U.S. States Finalize Plan to Reduce Water Usage on the Colorado River

Water levels in Lake Mead at the Hoover Dam in Nevada have hit an all-time low. If levels continue to fall, Phoenix and other places south of the dam would get no Colorado River water.

Water levels in Lake Mead at the Hoover Dam in Nevada have hit an all-time low. Ted Wood / Yale e360

Seven Western U.S. states that rely on the Colorado River for water supplies have reached a consensus on a landmark plan to voluntarily reduce water usage, the Associated Press reported. The new strategy is part of an effort to safeguard the river, which serves 40 million people and irrigates 7,812 square miles of farmland, in an era of worsening drought and climate change.

The drought contingency plan is “meant to avoid a crisis on the river,” said U.S. Bureau of Reclamation Commissioner Brenda Burman.

Under the agreement, states, municipal water managers, farmers, and industries will work collectively to keep the river’s major reservoirs — Lake Mead, on the Arizona-Nevada border, and Lake Powell, on the Arizona-Utah border — at sustainable levels.
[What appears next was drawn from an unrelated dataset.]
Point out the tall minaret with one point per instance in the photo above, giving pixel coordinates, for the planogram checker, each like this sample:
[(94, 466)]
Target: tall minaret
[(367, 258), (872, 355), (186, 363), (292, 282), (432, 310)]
Lake Powell is currently just 38 percent full, measuring 43 feet lower than at this point last year, despite a winter with heavy snow in the Rocky Mountains. Lake Mead is 41 percent full.

“This plan means we have seven states concerned about how to move forward and, instead of balkanizing the basin into fractured state interest groups, we’re all working together to control our own destiny,” James Eklund, the Denver-based attorney who represented Colorado through extended multistate negotiations, told The Denver Post.